At a further meeting of the European Blood Pressure group the following year, in 1989, a steering group outlined a proposal for a factorial designed study to investigate not only whether newer treatments were better than old, but also whether cholesterol- lowering in a hypertensive population would confer benefits on CHD events. At approximately the same time in the United States, proposals along similar lines were being discussed by the National Heart, Lung and Blood Institute.
However, further progress was delayed until September 1995, when it was proposed that if a group of United Kingdom trialists were to collaborate with the Gothenburg Trial Centre in Sweden, Pfizer would fund a major European outcome study.

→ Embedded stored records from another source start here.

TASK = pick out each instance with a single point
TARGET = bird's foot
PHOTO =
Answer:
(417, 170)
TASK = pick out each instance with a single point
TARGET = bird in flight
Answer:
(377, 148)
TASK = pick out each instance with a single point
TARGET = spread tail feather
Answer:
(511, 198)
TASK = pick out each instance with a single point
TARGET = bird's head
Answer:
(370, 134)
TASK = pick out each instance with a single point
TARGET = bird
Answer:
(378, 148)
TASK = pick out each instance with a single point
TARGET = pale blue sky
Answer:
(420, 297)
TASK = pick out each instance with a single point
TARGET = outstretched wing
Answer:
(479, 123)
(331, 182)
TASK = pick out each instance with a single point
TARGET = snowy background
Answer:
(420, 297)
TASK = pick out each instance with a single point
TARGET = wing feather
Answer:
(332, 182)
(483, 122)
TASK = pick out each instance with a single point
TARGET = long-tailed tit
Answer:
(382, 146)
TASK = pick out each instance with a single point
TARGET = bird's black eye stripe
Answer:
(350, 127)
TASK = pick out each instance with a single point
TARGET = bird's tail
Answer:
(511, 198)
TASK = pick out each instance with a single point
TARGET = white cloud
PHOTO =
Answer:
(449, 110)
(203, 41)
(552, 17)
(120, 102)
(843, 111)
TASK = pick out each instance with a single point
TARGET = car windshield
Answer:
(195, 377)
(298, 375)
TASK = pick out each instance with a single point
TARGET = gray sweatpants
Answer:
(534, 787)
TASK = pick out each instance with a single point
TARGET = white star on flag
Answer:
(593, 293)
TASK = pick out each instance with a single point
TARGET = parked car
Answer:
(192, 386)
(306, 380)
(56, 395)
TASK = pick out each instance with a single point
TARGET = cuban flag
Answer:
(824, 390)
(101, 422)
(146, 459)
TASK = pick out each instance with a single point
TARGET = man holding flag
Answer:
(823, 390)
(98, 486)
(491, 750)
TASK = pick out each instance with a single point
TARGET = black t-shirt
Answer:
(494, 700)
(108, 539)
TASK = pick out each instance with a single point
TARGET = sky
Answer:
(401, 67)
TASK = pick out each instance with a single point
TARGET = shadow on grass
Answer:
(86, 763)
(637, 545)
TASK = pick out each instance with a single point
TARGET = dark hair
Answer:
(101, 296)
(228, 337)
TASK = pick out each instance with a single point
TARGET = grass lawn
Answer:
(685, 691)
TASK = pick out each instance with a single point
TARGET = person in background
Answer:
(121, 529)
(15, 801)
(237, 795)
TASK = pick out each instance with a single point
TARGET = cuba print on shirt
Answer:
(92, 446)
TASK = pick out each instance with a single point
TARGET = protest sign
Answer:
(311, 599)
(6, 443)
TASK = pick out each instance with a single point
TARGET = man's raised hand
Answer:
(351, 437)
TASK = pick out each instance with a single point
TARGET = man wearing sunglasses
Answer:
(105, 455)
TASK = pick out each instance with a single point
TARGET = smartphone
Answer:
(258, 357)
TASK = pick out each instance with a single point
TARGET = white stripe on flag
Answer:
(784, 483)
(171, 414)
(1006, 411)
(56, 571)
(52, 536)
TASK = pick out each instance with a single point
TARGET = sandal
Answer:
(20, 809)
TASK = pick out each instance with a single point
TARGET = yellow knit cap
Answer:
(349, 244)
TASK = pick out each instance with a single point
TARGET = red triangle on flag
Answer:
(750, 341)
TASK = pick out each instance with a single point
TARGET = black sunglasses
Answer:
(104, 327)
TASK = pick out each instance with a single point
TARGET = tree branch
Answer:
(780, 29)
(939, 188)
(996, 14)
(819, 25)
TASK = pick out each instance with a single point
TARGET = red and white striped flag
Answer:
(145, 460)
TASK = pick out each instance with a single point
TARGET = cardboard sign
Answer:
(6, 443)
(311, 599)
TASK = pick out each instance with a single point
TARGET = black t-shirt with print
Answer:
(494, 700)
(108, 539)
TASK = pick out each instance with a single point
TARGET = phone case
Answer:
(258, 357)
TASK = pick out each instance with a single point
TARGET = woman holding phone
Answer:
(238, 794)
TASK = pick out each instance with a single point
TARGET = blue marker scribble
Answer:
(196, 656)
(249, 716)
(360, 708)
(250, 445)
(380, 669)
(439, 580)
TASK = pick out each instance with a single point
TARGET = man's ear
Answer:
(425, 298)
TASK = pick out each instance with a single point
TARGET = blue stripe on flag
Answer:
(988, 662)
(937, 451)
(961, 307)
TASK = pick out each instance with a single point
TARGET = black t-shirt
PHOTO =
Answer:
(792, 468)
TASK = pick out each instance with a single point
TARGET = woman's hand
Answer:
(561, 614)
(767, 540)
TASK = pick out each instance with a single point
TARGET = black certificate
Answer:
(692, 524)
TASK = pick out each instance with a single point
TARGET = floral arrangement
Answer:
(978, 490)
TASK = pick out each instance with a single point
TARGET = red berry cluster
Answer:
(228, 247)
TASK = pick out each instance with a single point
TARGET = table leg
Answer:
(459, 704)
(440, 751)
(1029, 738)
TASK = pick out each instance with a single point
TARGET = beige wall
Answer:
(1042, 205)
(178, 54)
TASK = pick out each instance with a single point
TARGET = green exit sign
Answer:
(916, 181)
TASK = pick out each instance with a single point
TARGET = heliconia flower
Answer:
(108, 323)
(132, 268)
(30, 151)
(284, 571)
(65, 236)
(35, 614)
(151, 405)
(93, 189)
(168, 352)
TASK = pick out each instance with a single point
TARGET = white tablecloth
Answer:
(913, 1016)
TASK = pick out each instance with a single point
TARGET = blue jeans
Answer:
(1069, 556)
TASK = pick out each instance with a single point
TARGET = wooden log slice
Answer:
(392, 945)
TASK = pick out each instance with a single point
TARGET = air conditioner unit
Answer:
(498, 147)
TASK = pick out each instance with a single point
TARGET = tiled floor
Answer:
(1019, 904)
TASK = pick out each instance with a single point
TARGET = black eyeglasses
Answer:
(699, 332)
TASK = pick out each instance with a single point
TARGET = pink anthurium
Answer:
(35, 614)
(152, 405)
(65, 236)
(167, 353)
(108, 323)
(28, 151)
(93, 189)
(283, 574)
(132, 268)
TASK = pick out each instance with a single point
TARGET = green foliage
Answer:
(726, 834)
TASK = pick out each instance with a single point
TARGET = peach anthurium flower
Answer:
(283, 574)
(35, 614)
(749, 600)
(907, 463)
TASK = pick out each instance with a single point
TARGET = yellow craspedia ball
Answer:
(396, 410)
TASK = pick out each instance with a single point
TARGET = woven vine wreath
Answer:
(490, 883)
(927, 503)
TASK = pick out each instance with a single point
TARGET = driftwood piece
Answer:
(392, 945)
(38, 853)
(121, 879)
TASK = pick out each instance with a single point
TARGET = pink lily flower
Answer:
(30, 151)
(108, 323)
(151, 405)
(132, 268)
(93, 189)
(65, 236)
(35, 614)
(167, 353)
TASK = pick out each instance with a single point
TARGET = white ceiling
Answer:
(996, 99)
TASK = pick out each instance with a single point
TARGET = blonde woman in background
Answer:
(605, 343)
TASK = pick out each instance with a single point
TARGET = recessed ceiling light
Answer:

Preliminary discussions between UK and Swedish colleagues reviewed ongoing trials, including the Antihypertensive and Lipid-Lowering Treatment to Prevent Heart Attack Trial (ALLHAT), and focused on the design of a 2-way comparison trial comparing older treatment strategies with a newer treatment strategy based a calcium channel blocker and an angiotensin converting enzyme inhibitor. The concept of a “combination treatment” trial germinated, particularly since it was recognised that most patients that most patients required more than one drug to control blood pressure and that no other trial was designed to compare specific treatment regimens.
In addition, there was further discussion on a factorial design, involving a comparison of a lipid-lowering agent with placebo in a subgroup of patients with normal or modestly raised cholesterol levels for whom, at the time, there was no indication for lipid-lowering. Further details on the background to ASCOT are given in Appendix 1, online supplement data -: Hypertension. 2012;60:248-259.
An independent steering committee was set up in 1996. The trial protocol was agreed and finalised, named the Anglo-Scandinavian Cardiac Outcomes Trial, and recruitment commenced in February 1998.